Almost as soon as I arrive on campus I start to look for a location for next year's outdoor show. This year I took advice from Krista (scenic designer) and Dan (lighting designer). We are always wandering around campus scouting locations. This year I went with the location first and then picked a show for that location (I have selected a show... this announcement will come by the opening of HAMLET). This year I went with Dan's spot. It is gorgeous. It is near parking and close to Babcock. It is adjacent to the old train station and caboose. There is a perfect grass area for audience and it has natural back drop (see below). Next year we will build a set and utilize this natural backdrop.

The back drop of next year's outdoor location

This year was our first year doing theatre for young audiences (get your tickets today for Alice and Wonderland!). This is an experimental year for us. I have a firm belief that there is an audience for TYA (Theatre for Young Audiences) but we have to find them and we have to build a tradition in the area that we do a TYA show every year. This year is a first and just like our first season, the audience will be there but the tradition will have to come with time and with that tradition audiences will grow. We are currently preparing for a NYC Fringe production of company member Josh Mikel's children's play Good Trouble on Bad Bad Island. I really love the idea of producing original and new work for TYA and this may be something we continue. I am also re-considering where in the season we place the TYA show. It might be effective for us to do a show while schools are still in session to maximize our educational outreach associated with the show.

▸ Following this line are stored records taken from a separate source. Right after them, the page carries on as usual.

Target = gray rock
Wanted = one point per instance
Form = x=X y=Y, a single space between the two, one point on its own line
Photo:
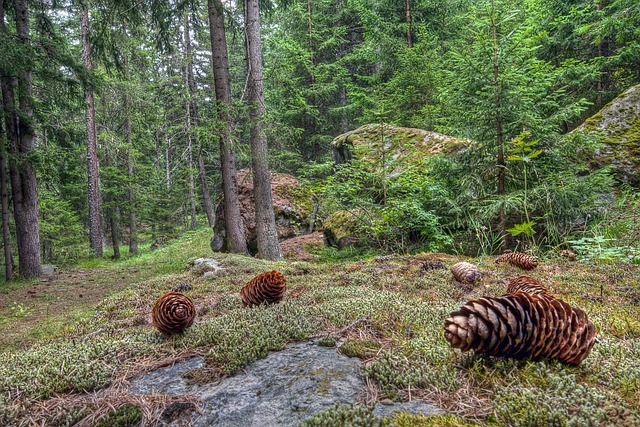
x=280 y=390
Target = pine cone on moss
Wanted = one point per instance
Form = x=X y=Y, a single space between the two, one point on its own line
x=466 y=273
x=267 y=287
x=431 y=265
x=529 y=285
x=173 y=313
x=518 y=259
x=522 y=325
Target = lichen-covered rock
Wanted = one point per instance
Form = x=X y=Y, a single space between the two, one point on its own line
x=341 y=229
x=293 y=207
x=407 y=143
x=617 y=127
x=303 y=248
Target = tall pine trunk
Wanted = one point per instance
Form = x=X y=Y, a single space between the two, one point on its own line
x=236 y=240
x=133 y=229
x=499 y=125
x=268 y=246
x=8 y=138
x=24 y=183
x=189 y=121
x=93 y=188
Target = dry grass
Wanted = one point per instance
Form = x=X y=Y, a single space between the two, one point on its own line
x=391 y=302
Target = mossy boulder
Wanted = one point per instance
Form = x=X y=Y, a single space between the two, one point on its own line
x=293 y=206
x=617 y=128
x=341 y=229
x=401 y=145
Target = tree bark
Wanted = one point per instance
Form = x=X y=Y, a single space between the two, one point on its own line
x=133 y=229
x=24 y=183
x=206 y=194
x=408 y=16
x=268 y=246
x=498 y=118
x=236 y=239
x=93 y=188
x=189 y=112
x=8 y=138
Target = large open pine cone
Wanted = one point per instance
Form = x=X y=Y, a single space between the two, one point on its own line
x=518 y=259
x=466 y=273
x=527 y=284
x=522 y=325
x=173 y=313
x=266 y=287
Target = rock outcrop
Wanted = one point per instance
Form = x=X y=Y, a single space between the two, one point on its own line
x=617 y=128
x=293 y=206
x=281 y=390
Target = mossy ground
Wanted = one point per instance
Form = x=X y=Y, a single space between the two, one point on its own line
x=81 y=369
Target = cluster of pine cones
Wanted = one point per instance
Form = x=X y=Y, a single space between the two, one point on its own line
x=528 y=321
x=174 y=312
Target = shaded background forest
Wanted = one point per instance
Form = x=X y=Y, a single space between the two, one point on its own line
x=513 y=76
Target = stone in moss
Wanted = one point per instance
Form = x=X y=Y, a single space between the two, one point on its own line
x=124 y=416
x=364 y=349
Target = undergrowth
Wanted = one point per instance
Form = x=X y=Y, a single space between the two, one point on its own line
x=398 y=311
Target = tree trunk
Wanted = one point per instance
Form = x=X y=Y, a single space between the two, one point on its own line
x=498 y=117
x=23 y=174
x=268 y=246
x=408 y=14
x=206 y=194
x=8 y=138
x=236 y=240
x=93 y=188
x=115 y=238
x=133 y=229
x=189 y=112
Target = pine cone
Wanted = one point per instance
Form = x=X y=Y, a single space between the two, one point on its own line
x=569 y=254
x=173 y=313
x=466 y=273
x=267 y=287
x=529 y=285
x=432 y=265
x=522 y=325
x=518 y=259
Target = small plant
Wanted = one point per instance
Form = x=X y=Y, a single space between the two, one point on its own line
x=521 y=151
x=19 y=310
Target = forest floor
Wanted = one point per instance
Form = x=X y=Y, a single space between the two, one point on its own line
x=68 y=344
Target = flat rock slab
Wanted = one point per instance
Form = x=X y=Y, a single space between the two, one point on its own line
x=280 y=390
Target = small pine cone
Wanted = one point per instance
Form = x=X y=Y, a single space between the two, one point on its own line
x=529 y=285
x=182 y=287
x=432 y=265
x=173 y=313
x=522 y=325
x=568 y=253
x=267 y=287
x=466 y=273
x=518 y=259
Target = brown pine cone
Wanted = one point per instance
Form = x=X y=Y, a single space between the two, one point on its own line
x=466 y=273
x=518 y=259
x=527 y=284
x=522 y=325
x=173 y=313
x=267 y=287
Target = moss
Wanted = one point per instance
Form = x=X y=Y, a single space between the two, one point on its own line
x=124 y=416
x=404 y=419
x=363 y=349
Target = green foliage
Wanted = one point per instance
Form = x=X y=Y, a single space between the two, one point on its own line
x=343 y=415
x=61 y=228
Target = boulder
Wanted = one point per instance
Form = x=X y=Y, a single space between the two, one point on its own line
x=617 y=128
x=302 y=248
x=293 y=206
x=341 y=229
x=401 y=145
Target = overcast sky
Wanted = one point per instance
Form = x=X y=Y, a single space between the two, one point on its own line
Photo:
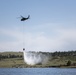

This year's production of ALICE IN WONDERLAND

Our final slot is up in the air right now. This show would be indoors and would run along side our outdoor Shakespeare. For sometime we have been organizing and planning a theatrical production that involved the Monacan Indian tribe. This project was slated for next year but because of various circumstances the project has been pushed back. I am always looking for a show in our season that plays on local history and culture. I would love ideas and thoughts from YOU! If you have any, email me with them at

I will announce the 2011 season during the HAMLET run. Stay tuned...

Geoffrey Kershner
Artistic Director


Caitlin C said...

Brecht! Or The Government Inspector. Uh... I must admit I didn't really take local culture into consideration, but I'm sure they could be angled that way! 8D

Will Shakespeare said...

I have a couple of ideas that might work. One is to explore a vanishing way of life. For instance, tobacco farming was once the whole reason for settling this area, but is rare now. Another is furniture making. This used to be a large part of the economy in Southern Virginia,but is disappearing now.
Another idea is the building of the Blue Ridge Parkway and Appalacchian Trail in the 30's.